Finding hidden repositories for 'data available upon request' papers

Research

The 'data available upon request' disclaimer is usually a black hole. After a few weeks of silence from a corresponding author, it is more efficient to assume the data is already public but poorly linked. Many researchers push their functional code to a personal GitHub repository during the drafting phase but forget to add the URL to the final peer reviewed version. This creates a gap between the published PDF and the actual assets. Try these specific search patterns on GitHub: 1. Search the paper's DOI. Even if it is not cited in the paper, it is frequently included in the README or the commit history. 2. Identify a unique variable name or a specific function from the methodology section. If a paper uses a non-standard variable like 'adj_coeff_beta_v2', search for that exact string in quotes. 3. Combine the primary author's last name with the specific name of the dataset or a unique project keyword. This works because repositories are often public by default, even if the author never officially integrated the link into the supplemental materials.

8 comments

Comments

ThreadDiggerTess·1 hour ago

The DOI search might be less effective than suggested. Most repositories are created during the development phase, and authors rarely return to the README to add a DOI after the paper is finally accepted.
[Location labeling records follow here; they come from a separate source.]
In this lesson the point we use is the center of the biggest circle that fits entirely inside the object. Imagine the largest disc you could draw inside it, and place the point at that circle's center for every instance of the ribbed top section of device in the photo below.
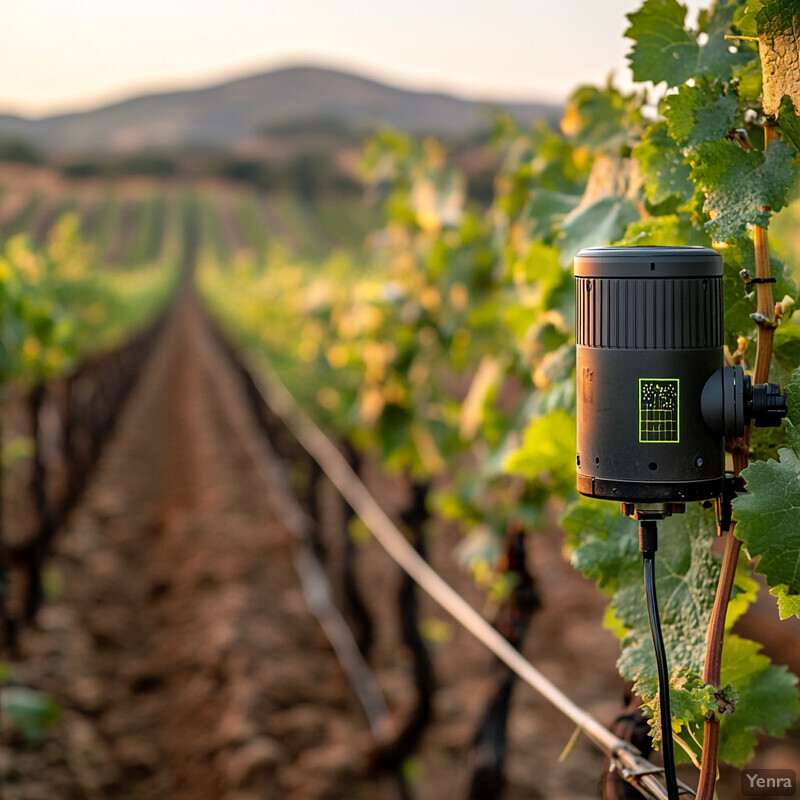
(648, 298)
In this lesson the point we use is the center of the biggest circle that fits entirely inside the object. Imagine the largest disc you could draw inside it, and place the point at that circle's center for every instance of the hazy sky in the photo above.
(58, 55)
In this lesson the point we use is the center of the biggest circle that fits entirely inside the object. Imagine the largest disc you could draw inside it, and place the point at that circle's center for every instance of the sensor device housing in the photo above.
(649, 332)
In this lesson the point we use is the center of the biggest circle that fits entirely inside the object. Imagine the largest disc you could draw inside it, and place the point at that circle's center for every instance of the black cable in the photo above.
(648, 544)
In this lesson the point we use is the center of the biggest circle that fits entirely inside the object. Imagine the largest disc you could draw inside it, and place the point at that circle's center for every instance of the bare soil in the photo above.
(179, 646)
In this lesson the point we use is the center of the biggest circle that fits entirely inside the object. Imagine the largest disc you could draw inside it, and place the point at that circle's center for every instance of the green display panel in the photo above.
(658, 410)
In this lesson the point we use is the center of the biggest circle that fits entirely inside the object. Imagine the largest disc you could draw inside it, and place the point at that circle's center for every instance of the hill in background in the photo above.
(242, 114)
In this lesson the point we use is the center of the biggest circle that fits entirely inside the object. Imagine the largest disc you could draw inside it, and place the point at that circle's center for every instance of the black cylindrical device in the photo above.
(649, 330)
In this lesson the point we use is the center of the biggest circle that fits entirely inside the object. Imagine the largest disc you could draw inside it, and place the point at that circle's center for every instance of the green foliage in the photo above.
(603, 221)
(789, 122)
(664, 50)
(699, 113)
(664, 171)
(30, 712)
(767, 514)
(448, 351)
(739, 184)
(56, 306)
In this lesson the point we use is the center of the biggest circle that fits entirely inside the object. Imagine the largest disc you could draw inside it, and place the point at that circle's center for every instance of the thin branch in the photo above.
(740, 449)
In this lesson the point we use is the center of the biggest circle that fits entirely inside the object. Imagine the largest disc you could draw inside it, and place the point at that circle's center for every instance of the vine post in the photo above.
(740, 450)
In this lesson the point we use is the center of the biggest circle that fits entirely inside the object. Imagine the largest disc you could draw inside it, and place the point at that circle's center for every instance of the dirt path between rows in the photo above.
(180, 646)
(188, 667)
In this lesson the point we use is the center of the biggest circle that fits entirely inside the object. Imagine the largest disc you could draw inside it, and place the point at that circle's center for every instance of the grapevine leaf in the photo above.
(739, 303)
(687, 575)
(546, 455)
(788, 602)
(604, 544)
(669, 229)
(545, 208)
(767, 514)
(664, 171)
(786, 345)
(716, 57)
(699, 113)
(663, 49)
(602, 222)
(778, 23)
(601, 119)
(740, 183)
(767, 699)
(745, 18)
(789, 122)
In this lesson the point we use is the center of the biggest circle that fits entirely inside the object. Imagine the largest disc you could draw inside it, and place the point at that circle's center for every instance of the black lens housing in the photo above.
(654, 401)
(649, 331)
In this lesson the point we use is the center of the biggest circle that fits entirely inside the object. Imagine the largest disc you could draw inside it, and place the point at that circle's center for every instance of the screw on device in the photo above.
(730, 402)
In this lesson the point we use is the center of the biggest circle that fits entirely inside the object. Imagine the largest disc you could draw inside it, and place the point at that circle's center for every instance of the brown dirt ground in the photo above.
(186, 663)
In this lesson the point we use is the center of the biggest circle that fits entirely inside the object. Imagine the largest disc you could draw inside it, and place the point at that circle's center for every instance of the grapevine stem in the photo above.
(740, 449)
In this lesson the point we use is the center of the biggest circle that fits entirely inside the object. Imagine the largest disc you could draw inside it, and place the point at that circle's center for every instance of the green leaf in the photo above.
(739, 254)
(778, 23)
(663, 49)
(600, 223)
(547, 452)
(669, 229)
(786, 346)
(788, 602)
(664, 170)
(699, 113)
(739, 184)
(686, 578)
(601, 119)
(789, 122)
(768, 513)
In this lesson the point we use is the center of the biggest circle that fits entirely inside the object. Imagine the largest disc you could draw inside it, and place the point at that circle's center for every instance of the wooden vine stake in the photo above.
(740, 450)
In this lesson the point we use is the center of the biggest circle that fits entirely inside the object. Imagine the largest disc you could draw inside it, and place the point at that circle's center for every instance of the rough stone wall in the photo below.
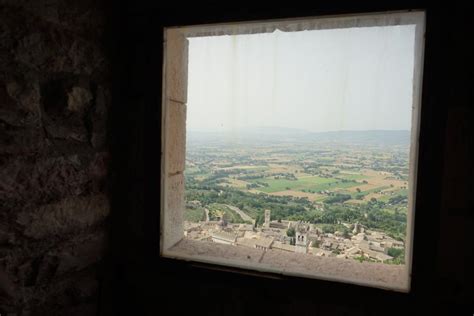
(54, 99)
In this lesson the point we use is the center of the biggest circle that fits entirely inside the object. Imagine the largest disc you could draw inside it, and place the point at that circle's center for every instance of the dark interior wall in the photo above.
(54, 97)
(68, 67)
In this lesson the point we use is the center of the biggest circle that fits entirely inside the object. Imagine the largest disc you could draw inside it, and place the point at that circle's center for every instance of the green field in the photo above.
(313, 183)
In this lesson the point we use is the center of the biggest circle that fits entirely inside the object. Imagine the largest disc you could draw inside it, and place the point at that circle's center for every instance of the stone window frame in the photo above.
(174, 106)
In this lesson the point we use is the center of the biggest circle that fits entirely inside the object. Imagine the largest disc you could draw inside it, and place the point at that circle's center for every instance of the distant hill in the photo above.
(276, 135)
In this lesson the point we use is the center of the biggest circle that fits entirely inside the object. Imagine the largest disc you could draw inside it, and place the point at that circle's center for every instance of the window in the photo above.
(290, 146)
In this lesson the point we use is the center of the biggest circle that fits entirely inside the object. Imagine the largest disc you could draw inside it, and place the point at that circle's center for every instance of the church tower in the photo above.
(266, 224)
(301, 241)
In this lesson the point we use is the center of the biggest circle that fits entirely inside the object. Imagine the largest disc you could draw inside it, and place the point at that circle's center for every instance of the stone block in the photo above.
(175, 133)
(173, 215)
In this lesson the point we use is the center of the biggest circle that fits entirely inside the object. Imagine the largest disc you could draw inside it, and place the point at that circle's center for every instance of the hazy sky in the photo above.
(324, 80)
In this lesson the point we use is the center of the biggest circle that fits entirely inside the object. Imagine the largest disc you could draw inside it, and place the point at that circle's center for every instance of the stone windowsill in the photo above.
(385, 276)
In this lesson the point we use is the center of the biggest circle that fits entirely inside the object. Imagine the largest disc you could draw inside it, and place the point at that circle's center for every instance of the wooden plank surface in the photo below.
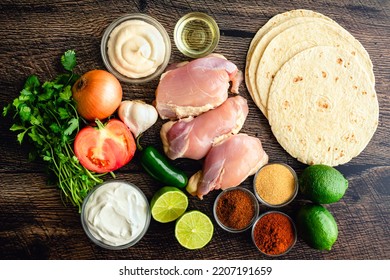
(34, 222)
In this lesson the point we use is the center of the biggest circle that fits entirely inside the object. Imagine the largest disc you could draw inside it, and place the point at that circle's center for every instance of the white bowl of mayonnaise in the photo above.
(115, 215)
(136, 48)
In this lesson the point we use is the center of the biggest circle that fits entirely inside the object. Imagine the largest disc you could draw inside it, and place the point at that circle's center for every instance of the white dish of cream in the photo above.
(116, 214)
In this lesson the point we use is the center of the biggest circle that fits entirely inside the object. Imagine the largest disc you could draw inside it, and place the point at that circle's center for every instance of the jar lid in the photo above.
(196, 34)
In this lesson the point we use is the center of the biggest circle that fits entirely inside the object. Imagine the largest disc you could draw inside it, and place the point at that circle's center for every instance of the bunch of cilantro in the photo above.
(45, 114)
ProfActuallyPhD·1 hour ago

Regarding the potential for finding these repos, do you think there is a significant risk that the code found is a pre-publication iteration rather than the final version used for the results?

LurkingLorraine·1 hour ago

basically google dorking for science.

DevilsAdvocate_Dan·1 hour ago

If we rely on variable name searches, is it possible we might accidentally find a different project by the same author that uses similar nomenclature? It could lead to a false assumption about the data source.

MemoryHoleMarcus·1 hour ago

This is becoming a specialized skill for legacy papers. Most journals now force a Zenodo or Figshare DOI at submission, which closes this particular loophole for newer research.

QuietOptimistQi·1 hour ago

This approach is particularly helpful for PhD students. They often lack the professional leverage to get a timely response from established PIs who have moved on to other projects.

GrassrootsGreta·1 hour ago

This is a win for replication in smaller institutions. We don't always have the network to just 'know a guy' at a top tier lab to get the files.

HotTakeHarvey·1 hour ago

Is this even about organization? The phrase 'available upon request' is usually just a polite mask for 'I lost the raw data files' or 'the code is too messy to show'.